Brave pédagogue ! Honnête professeur de philosophie, qui nous prépare le progrès en formules ! Il parle de la Raison comme Robespierre en parlera, et il se croit son prêtre infaillible. Pourtant, quand il mesure le mal qu’il a fait à son peuple, il nous donne une grande leçon. Nous savons alors que le sort de la patrie est lié à celui des rites. Il sourit ; les rites, la patrie, illusions nécessaires qu’il ne faut pas enlever au peuple ! Lui, il voit plus loin que les rites et que la patrie. Ma foi ! Tant mieux pour lui ! Il suffit qu’il nous ait montré leur union.

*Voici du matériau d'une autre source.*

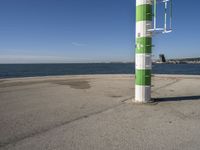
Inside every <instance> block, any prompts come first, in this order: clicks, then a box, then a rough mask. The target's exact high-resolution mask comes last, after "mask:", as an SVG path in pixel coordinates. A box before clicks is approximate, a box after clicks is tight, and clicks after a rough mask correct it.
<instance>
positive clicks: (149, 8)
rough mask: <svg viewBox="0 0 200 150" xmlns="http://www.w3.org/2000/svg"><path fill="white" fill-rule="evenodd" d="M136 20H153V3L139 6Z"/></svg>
mask: <svg viewBox="0 0 200 150" xmlns="http://www.w3.org/2000/svg"><path fill="white" fill-rule="evenodd" d="M136 21H152V5H150V4H144V5H139V6H137V7H136Z"/></svg>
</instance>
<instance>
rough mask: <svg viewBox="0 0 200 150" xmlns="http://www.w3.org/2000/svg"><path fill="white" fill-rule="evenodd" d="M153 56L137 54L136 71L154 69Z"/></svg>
mask: <svg viewBox="0 0 200 150" xmlns="http://www.w3.org/2000/svg"><path fill="white" fill-rule="evenodd" d="M151 64H152V60H151V54H136V57H135V65H136V69H151V68H152V65H151Z"/></svg>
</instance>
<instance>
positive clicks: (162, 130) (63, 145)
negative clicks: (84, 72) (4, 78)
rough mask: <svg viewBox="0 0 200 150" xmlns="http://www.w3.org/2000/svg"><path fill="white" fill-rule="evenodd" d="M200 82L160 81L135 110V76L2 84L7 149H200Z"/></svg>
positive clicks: (0, 100)
mask: <svg viewBox="0 0 200 150" xmlns="http://www.w3.org/2000/svg"><path fill="white" fill-rule="evenodd" d="M199 87H200V77H199V76H176V75H174V76H170V75H169V76H168V75H156V76H155V77H154V78H153V87H152V97H153V98H154V99H155V100H156V103H153V104H145V105H136V104H133V103H132V102H131V98H132V97H134V77H133V76H130V75H90V76H60V77H35V78H18V79H17V78H16V79H6V80H5V81H3V80H2V82H1V80H0V149H2V150H4V149H9V150H23V149H24V150H27V149H30V150H38V149H41V150H44V149H45V150H54V149H57V150H66V149H68V150H70V149H71V150H78V149H81V150H83V149H87V150H89V149H91V150H94V149H97V150H100V149H108V150H112V149H124V150H126V149H127V150H128V149H142V150H143V149H149V150H150V149H155V150H157V149H169V150H171V149H181V150H182V149H185V150H186V149H199V147H200V144H199V143H200V140H199V139H200V131H199V129H200V120H199V119H200V109H199V105H200V101H199V100H200V88H199Z"/></svg>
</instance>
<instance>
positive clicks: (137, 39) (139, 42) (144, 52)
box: [136, 37, 152, 53]
mask: <svg viewBox="0 0 200 150" xmlns="http://www.w3.org/2000/svg"><path fill="white" fill-rule="evenodd" d="M151 51H152V38H151V37H141V38H137V39H136V53H151Z"/></svg>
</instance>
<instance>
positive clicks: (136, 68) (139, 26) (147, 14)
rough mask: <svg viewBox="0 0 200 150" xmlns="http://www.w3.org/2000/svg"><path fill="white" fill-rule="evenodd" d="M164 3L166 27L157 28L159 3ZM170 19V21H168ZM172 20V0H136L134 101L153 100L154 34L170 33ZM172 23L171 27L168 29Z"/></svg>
mask: <svg viewBox="0 0 200 150" xmlns="http://www.w3.org/2000/svg"><path fill="white" fill-rule="evenodd" d="M168 2H170V9H171V10H170V14H171V15H170V18H169V19H168V18H167V12H168V9H167V4H168ZM158 3H164V8H165V9H164V23H163V24H164V27H163V28H157V26H156V23H157V21H156V15H157V10H156V8H157V4H158ZM167 20H170V23H167ZM171 21H172V0H163V1H160V0H159V1H158V0H136V32H135V33H136V35H135V36H136V46H135V53H136V54H135V99H134V102H138V103H146V102H149V101H151V72H152V71H151V70H152V58H151V56H152V36H153V35H154V34H155V33H156V34H157V33H169V32H171V31H172V29H171ZM167 24H170V27H169V28H170V29H167Z"/></svg>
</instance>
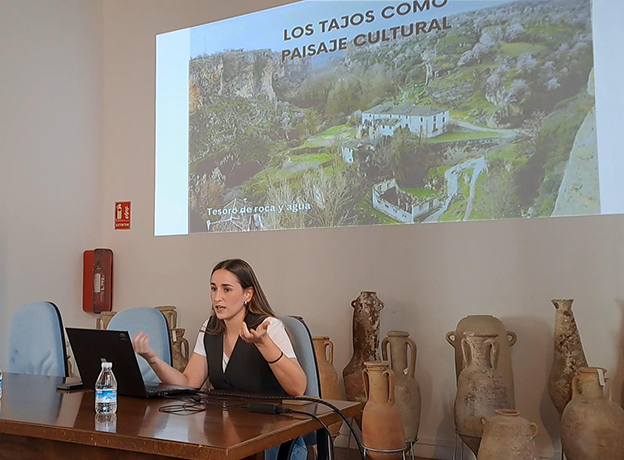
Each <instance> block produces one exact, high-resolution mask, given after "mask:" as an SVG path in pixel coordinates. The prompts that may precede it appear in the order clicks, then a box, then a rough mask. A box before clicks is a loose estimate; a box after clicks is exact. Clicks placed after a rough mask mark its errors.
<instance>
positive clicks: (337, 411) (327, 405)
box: [198, 390, 366, 460]
mask: <svg viewBox="0 0 624 460" xmlns="http://www.w3.org/2000/svg"><path fill="white" fill-rule="evenodd" d="M198 393H201V394H204V395H209V396H221V397H234V398H246V399H270V400H280V401H281V400H293V401H309V402H313V403H317V404H323V405H325V406H327V407H329V408H330V409H332V410H333V411H334V412H336V413H337V414H338V415H340V417H341V418H342V420H343V421H344V422H345V423H346V424H347V427H348V428H349V430H350V431H351V434H353V437H354V438H355V442H356V443H357V445H358V450H359V451H360V456H361V457H362V460H366V454H365V453H364V446H363V445H362V441H360V438H358V435H357V433H356V432H355V430H354V429H353V426H352V425H351V423H350V422H349V420H347V418H346V417H345V416H344V414H343V413H342V412H341V411H340V409H338V408H337V407H336V406H334V405H333V404H332V403H329V402H327V401H324V400H323V399H320V398H312V397H309V396H273V395H250V394H236V393H226V392H219V391H213V390H209V391H204V390H200V391H199V392H198ZM330 438H331V436H330Z"/></svg>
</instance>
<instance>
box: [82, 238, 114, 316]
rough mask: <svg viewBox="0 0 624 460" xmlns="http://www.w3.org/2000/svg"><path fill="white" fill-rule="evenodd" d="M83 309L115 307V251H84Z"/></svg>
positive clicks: (100, 308)
mask: <svg viewBox="0 0 624 460" xmlns="http://www.w3.org/2000/svg"><path fill="white" fill-rule="evenodd" d="M83 277H84V283H83V298H82V309H83V310H84V311H89V312H93V313H100V312H103V311H111V310H112V309H113V251H111V250H110V249H102V248H99V249H94V250H90V251H85V252H84V271H83Z"/></svg>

Toute tradition est-elle donc forcément bonne ? dira Liberalis. — Elle est une des formes du divin, Liberalis ! Elle échappe à notre raison. Elle plonge si loin, si loin que, devant elle, nous sommes saisis de vertige et nous taisons, comme nous le faisons maintenant devant les voix qui sortent des murs épais de cette mosquée. La tradition se fait tous les jours. De nouvelles branches poussent au vieil arbre. Mais ce mouvement mystérieux de la sève qui monte et qui descend et qui remonte, il échappe à nos regards et pourtant fait vivre l’arbre. Ainsi le passé inconnu nous mène et nous vivons dans le présent connu. Effroyable antinomie que les philosophes ne résoudront pas !

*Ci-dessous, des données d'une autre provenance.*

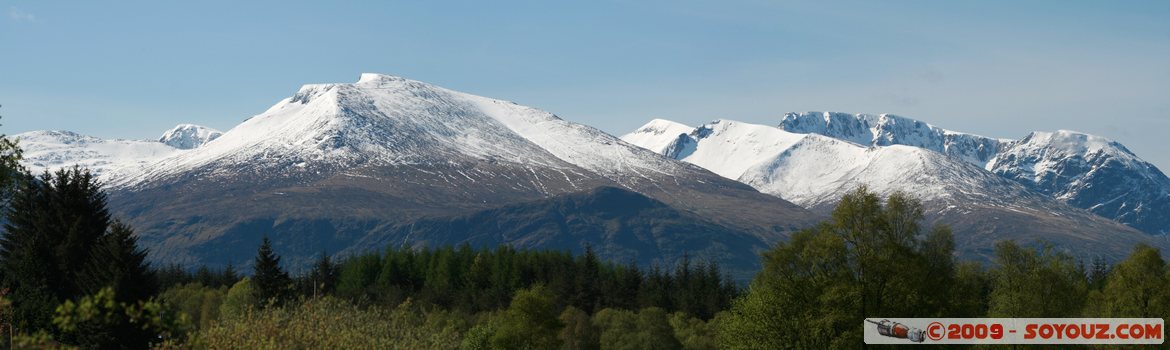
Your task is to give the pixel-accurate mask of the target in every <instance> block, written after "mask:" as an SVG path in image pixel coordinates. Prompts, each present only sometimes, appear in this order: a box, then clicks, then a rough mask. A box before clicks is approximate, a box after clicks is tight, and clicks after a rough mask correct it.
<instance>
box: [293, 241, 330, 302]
mask: <svg viewBox="0 0 1170 350" xmlns="http://www.w3.org/2000/svg"><path fill="white" fill-rule="evenodd" d="M339 274H340V272H338V268H337V263H333V260H332V259H331V258H330V256H329V254H325V252H322V253H321V256H319V258H318V259H317V261H316V262H315V263H314V265H312V269H311V270H309V274H307V275H305V276H304V277H302V279H298V280H297V284H300V286H301V288H300V289H301V294H302V295H311V296H319V295H325V294H332V293H333V289H336V288H337V279H338V275H339Z"/></svg>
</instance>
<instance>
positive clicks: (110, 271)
mask: <svg viewBox="0 0 1170 350" xmlns="http://www.w3.org/2000/svg"><path fill="white" fill-rule="evenodd" d="M90 255H91V259H92V262H91V263H89V265H88V268H87V272H88V273H87V274H85V275H83V277H84V279H82V280H81V281H82V282H83V283H85V288H84V289H85V290H94V289H97V290H101V289H102V288H103V287H112V288H113V291H115V295H116V296H117V300H118V301H121V302H135V301H139V300H146V298H149V297H151V296H152V295H154V294H157V293H158V282H157V280H156V276H154V273H153V272H152V270H151V269H150V265H149V263H147V262H146V251H145V249H140V248H138V239H137V238H135V235H133V229H131V228H130V226H128V225H125V224H123V222H121V221H115V222H113V225H112V226H111V227H110V232H109V234H106V235H105V236H103V238H102V240H101V242H99V243H98V245H96V246H95V247H94V249H92V253H91V254H90Z"/></svg>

Souratoul el Koufar. Ils disaient, ces Maures, la « Sourate des Infidèles ».

« Dis : ô Infidèles ! je n’adorerai point ce que vous adorez. Vous n’adorerez point ce que j’adore. J’abhorre votre culte. Vous avez votre religion, et moi la mienne. »

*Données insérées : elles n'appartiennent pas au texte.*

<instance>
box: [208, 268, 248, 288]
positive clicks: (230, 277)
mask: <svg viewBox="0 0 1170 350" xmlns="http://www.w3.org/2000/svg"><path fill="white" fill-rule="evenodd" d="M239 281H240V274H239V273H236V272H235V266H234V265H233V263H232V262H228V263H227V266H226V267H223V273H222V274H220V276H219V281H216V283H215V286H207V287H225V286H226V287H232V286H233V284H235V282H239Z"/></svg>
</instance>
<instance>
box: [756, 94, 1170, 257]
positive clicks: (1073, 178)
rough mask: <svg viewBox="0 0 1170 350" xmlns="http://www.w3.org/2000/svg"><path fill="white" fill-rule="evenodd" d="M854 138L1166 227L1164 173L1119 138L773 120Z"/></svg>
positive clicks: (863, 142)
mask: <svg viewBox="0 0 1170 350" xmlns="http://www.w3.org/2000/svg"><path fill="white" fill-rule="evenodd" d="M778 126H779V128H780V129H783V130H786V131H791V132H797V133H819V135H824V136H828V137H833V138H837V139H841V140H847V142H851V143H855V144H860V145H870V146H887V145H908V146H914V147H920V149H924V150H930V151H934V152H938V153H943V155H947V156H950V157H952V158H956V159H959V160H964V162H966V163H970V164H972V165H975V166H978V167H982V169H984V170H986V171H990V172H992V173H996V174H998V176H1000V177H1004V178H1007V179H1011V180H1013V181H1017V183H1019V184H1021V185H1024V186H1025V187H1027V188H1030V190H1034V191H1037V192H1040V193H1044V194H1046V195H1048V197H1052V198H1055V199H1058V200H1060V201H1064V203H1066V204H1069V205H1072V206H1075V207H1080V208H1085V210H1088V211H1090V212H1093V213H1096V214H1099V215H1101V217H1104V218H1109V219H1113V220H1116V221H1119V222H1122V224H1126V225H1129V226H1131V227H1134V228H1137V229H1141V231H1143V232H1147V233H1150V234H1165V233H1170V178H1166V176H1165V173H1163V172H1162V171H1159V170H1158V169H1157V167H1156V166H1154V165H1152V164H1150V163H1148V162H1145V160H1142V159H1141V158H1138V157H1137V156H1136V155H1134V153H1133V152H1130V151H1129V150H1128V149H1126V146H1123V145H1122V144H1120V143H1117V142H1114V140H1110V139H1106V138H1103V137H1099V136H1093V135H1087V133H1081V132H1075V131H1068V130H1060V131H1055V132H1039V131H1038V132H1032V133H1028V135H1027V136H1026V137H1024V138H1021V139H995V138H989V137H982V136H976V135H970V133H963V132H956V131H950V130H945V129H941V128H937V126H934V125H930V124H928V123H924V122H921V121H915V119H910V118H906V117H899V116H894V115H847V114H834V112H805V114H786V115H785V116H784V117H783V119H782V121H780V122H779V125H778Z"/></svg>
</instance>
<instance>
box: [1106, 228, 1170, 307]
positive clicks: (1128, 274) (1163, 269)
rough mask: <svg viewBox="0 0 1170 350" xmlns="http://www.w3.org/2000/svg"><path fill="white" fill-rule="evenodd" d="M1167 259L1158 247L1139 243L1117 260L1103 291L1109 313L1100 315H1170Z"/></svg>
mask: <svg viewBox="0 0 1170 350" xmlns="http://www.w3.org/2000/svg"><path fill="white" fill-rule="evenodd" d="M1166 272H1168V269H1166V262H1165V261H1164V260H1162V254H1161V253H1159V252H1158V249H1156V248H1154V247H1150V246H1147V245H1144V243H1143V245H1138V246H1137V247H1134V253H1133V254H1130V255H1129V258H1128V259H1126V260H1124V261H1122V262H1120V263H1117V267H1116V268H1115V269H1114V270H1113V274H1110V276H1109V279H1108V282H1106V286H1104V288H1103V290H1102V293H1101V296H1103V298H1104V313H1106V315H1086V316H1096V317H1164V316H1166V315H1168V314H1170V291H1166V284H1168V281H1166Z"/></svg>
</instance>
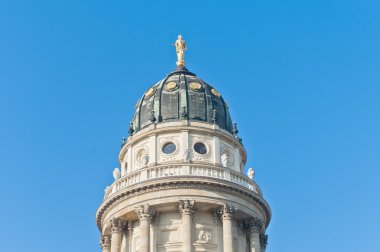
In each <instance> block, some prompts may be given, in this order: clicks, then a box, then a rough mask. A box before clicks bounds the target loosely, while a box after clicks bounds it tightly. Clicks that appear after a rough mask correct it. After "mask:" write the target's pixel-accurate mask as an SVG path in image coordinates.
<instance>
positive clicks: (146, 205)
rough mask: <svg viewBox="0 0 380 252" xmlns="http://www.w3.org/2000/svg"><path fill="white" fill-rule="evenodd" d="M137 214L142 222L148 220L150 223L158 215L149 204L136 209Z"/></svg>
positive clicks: (137, 207)
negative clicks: (154, 215) (151, 220)
mask: <svg viewBox="0 0 380 252" xmlns="http://www.w3.org/2000/svg"><path fill="white" fill-rule="evenodd" d="M135 212H136V213H137V215H138V217H139V219H140V220H146V219H147V220H149V221H151V220H152V219H153V217H154V215H155V214H156V211H155V210H154V208H152V207H150V206H149V205H148V204H146V205H141V206H138V207H136V208H135Z"/></svg>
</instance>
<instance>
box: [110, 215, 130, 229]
mask: <svg viewBox="0 0 380 252" xmlns="http://www.w3.org/2000/svg"><path fill="white" fill-rule="evenodd" d="M110 227H111V232H112V233H121V232H123V230H124V229H125V227H126V224H125V222H124V221H122V220H121V219H119V218H112V219H111V220H110Z"/></svg>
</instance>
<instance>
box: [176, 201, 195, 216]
mask: <svg viewBox="0 0 380 252" xmlns="http://www.w3.org/2000/svg"><path fill="white" fill-rule="evenodd" d="M178 209H179V213H180V214H181V215H183V214H193V212H194V200H180V201H179V203H178Z"/></svg>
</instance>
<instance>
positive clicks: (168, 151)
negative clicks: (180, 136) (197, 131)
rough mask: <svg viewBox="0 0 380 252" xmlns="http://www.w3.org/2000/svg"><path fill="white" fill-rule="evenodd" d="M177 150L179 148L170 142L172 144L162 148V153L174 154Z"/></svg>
mask: <svg viewBox="0 0 380 252" xmlns="http://www.w3.org/2000/svg"><path fill="white" fill-rule="evenodd" d="M176 149H177V146H175V144H174V143H172V142H170V143H166V144H165V145H164V146H163V147H162V152H163V153H165V154H172V153H173V152H174V151H175V150H176Z"/></svg>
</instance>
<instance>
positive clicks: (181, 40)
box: [174, 35, 187, 67]
mask: <svg viewBox="0 0 380 252" xmlns="http://www.w3.org/2000/svg"><path fill="white" fill-rule="evenodd" d="M174 46H175V49H176V52H177V59H178V61H177V63H176V64H177V67H181V66H185V64H186V63H185V60H184V58H185V50H187V47H186V42H185V40H183V39H182V35H178V39H177V40H176V41H175V43H174Z"/></svg>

Ainsi parle le Koran et ainsi chantent-ils encore, prisonniers dans leur mosquée. Admirable psalmodie qui les met tout de suite dans la fierté, dans la noblesse. Dans la ville ruinée et dévêtue, il ne reste plus que ce cri d’orgueil et de solitude.

Tous les jours, ils disent cette « Sourate des Infidèles ». Et nous, pouvons-nous dire comme eux : « J’abhorre votre culte. Vous avez votre religion et moi la mienne » ? Il ne tiendrait qu’à nous pourtant — et les Croisés ne le disaient-ils point ?

Au Sahara, dans toutes les terres qui sentent l’Orient, on pense aux Croisés. C’est un des pôles de notre méditation.